The man with the cigarette stub spat it onto the ground. "Would have bolted," he muttered. "Miles from here by now."

Clayton felt their interest in his small problem ebb. The crowd turned back to the smoking wreckage across the street.

The fireworks at the Lights of Long Island were made by hand, packed one by one with a brief and particular glory, from penny snaps to aerial shells to set pieces that took weeks to construct. What had set them off was a rogue spark, a scrap of electricity. One squib shot up, then a few more. Then came the rolling explosion as the rest fired off together - the beehives and the Niagara Falls, the willow tree rockets and flying pigeons, the pinwheels, the crimson stars, the white-and-gold flitter, the revolving suns and the Saxon crosses - each carefully planned artifice of light reduced to smoke and noise.

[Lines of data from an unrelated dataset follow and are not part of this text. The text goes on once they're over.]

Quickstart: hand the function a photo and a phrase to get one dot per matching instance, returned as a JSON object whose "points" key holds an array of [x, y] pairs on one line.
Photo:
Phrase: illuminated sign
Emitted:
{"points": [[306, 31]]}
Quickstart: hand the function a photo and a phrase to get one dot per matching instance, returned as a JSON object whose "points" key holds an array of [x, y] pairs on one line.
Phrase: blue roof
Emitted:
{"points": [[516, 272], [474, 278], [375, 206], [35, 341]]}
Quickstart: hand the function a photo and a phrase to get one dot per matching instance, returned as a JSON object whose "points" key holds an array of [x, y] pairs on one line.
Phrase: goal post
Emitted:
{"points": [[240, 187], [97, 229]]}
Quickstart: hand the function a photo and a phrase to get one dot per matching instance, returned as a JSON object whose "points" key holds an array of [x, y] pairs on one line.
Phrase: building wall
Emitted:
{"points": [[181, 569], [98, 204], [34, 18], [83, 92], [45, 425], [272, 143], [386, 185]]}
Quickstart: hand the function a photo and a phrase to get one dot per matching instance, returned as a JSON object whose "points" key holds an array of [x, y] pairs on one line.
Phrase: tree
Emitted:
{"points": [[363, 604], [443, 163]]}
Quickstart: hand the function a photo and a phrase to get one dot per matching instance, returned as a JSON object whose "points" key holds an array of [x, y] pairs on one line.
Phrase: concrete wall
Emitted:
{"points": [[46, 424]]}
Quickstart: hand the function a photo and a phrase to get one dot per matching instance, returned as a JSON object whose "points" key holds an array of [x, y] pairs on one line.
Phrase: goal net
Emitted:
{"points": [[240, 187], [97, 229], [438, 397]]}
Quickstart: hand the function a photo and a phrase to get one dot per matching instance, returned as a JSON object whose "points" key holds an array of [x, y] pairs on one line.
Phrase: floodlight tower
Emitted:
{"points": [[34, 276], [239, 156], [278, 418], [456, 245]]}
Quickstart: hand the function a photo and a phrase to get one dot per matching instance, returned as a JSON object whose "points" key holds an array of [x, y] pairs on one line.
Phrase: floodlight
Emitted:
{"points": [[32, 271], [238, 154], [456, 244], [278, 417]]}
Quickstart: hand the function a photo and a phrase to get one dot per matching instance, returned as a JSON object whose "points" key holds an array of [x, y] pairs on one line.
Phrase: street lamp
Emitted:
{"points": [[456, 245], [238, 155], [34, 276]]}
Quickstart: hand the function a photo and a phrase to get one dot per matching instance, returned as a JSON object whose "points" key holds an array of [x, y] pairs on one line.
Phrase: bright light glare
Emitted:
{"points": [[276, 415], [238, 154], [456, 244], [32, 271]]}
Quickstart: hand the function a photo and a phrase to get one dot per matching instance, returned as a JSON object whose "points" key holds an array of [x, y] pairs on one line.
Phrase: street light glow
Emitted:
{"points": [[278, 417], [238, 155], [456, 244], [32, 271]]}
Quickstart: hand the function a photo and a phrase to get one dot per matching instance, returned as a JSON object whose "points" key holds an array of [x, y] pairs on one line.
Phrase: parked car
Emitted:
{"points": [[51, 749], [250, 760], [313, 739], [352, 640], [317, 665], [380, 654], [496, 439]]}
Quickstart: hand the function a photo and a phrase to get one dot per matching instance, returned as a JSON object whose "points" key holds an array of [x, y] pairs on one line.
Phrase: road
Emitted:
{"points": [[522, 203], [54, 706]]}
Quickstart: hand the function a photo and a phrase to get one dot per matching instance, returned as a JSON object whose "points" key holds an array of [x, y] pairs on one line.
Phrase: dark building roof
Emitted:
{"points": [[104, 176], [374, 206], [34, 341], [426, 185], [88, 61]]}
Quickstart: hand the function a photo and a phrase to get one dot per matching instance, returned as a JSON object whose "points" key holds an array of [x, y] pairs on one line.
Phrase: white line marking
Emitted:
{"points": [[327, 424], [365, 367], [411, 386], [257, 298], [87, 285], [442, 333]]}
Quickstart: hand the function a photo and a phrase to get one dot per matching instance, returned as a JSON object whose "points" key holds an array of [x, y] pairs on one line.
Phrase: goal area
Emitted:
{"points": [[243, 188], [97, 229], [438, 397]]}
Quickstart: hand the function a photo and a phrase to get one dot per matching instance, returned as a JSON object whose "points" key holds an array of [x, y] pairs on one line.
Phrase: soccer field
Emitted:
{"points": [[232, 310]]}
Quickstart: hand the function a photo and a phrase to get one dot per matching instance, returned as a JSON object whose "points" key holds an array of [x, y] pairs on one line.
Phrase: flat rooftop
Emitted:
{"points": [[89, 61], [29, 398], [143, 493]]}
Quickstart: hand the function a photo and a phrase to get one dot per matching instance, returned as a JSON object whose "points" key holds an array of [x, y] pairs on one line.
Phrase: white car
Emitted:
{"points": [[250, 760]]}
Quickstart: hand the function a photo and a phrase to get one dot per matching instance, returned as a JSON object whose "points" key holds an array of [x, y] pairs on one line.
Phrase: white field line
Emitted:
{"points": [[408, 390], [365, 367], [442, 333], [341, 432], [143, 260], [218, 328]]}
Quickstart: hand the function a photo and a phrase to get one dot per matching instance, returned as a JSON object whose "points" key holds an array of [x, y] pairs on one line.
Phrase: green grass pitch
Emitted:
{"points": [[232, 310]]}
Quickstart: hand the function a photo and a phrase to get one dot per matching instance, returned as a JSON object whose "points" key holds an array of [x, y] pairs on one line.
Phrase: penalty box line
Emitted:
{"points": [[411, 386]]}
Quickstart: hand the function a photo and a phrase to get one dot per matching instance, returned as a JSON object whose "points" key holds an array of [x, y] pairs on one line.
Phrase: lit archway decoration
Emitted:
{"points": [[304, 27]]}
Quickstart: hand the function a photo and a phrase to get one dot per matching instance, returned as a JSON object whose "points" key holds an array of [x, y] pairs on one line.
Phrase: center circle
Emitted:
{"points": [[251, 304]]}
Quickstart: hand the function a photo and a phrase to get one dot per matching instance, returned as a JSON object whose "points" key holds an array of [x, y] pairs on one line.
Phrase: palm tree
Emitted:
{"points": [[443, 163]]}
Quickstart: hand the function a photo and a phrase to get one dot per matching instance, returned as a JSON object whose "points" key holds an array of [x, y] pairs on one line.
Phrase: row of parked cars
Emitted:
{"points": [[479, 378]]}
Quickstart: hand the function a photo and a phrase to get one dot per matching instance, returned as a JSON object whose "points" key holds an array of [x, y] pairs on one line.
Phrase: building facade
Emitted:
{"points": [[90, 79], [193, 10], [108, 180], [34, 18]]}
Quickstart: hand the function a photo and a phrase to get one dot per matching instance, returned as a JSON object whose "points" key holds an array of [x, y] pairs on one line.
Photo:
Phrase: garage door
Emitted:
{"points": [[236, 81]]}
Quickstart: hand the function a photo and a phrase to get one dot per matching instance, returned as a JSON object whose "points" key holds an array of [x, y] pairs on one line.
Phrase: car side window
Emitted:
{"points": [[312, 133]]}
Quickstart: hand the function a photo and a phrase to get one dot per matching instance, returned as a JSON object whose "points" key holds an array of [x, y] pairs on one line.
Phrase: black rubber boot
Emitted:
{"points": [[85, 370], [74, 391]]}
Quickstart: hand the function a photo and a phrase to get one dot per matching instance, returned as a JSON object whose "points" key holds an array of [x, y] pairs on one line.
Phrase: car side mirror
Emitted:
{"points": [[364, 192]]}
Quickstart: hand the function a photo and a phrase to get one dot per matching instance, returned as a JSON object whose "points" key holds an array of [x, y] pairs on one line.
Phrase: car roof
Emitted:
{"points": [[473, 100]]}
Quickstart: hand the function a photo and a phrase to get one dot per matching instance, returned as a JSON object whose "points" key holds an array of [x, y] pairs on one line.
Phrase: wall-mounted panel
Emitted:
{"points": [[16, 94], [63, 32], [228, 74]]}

Out on the Great South Bay, fishermen on their boats heard the loud report and saw smoke like a sudden thunderhead rise above the trees. In Southease windows shattered in houses and storefronts from Main Street to Oyster Lane. Burning debris hurtled through the air. A man on Ketchum Road later swore that the face of the Shah of Persia had appeared in lights above his vegetable garden. The stained-glass window in the Presbyterian church, the one showing Christ as a fisher of souls, fell in pieces. Greenhouses echoed with the sound of breaking glass. When the ground shook, people feared their homes were collapsing around them; a terrified mother tossed her baby out an open window. Wrapped in a blanket, he landed unharmed in the yellow branches of a forsythia.

While people panicked and dogs howled, the cloud of burned powder rose over the fireworks compound and the maple trees on the sidewalk. It broke up slowly, catching in the spokes of the windmills and the leafy tips of trees, curling south in wisps down Main Street. It drifted out over the tops of sailboats moored at the Southease dock, east over a stretch of oak and scrub pine, down Fire Neck Road, along the grasses and cattails of Scheibel's Creek. It spooled over the salt marsh, sifting powder and ash onto the spartina and high-tide bush. Beyond the marsh lay the Great South Bay, and beyond the bay stretched Fire Island, a long and narrow strip of sand clumped into dunes, where, days later, Clayton and his friend Perry would collect piles of blackened cotton and singed balsa wood that washed up along the beach.